January 7 2013
While Kuduro dancers have started performing in the USA and Ghanaian Azonto is still busy spreading on a global scale, there is another dance culture from the African continent which has proven something Kuduro and Azonto still need to show: Consistency. Born in the streets of Soweto, iSbhujwa has incorporated elements from the Pantsula dance but it developed a higher variety as the precedent dance style.
Today, it’s not simply a dance, it is regarded as a culture for those who live it. The word ‘iSbhujwa’ derives from kasi (an argot that is spoken in South African townships) and means ‘bourgeois’. Andy Davis (editor of Mahala Mag) finds these words to describe ‘iSbhujwa’: “There’s precision and rigour in the moves but also a sensuality, an elasticity in the hips, a suppleness at the knees. iSbhujwa brings it all; precise technical moves taken from b-boy floor work, pantsula foot work and stuff like the robot, but then there’s a flow that unites and links all the pieces together, delivering a style that’s both unique and sexy as hell.”

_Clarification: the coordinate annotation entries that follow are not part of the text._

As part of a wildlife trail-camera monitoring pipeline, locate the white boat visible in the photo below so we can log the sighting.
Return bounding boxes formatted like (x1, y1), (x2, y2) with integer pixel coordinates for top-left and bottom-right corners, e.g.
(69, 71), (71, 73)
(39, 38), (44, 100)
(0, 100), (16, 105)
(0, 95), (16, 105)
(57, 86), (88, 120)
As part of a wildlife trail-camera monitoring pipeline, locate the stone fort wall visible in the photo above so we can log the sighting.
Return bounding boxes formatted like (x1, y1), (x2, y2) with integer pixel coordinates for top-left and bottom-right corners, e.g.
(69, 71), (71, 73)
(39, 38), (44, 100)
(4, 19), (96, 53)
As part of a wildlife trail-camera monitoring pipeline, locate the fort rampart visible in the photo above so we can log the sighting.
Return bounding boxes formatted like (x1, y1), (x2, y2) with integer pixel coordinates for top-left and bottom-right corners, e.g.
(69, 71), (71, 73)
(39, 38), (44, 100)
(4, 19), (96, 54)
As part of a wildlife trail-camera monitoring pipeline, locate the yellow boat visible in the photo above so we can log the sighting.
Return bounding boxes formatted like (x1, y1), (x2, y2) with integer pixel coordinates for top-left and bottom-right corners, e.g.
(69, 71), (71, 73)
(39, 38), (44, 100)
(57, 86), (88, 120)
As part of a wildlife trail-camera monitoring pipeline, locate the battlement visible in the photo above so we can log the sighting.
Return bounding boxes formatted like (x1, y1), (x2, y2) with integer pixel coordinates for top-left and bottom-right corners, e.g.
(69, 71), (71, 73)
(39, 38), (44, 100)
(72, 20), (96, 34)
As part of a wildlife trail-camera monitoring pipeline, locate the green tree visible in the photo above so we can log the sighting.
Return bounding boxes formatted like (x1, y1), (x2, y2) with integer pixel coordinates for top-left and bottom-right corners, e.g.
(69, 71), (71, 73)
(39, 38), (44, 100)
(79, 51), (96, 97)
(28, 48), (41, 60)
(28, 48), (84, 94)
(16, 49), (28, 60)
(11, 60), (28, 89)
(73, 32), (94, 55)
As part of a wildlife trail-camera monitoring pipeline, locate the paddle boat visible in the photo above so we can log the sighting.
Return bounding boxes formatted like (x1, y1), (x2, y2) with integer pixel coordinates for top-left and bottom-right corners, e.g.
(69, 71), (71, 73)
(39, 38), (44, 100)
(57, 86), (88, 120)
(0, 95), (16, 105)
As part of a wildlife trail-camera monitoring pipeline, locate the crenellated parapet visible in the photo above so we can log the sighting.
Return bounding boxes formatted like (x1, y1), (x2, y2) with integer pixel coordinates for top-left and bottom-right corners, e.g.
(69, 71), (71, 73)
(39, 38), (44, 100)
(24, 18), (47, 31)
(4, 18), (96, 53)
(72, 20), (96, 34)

In contrast to other contemporary dance cultures, iSbhujwa started existing before the Internet was accessible for millions of Africans. New technologies bring new opportunities and the new social media is specialized in building cultural bridges. It could thus export the iSbhujwa to new places. The Soweto based group Soweto’s Finest seem to have realized this chance and have produced an excellent music video for their track ‘Sushi Dance’. This video may open the door for many of us into the iSbhujwa-world.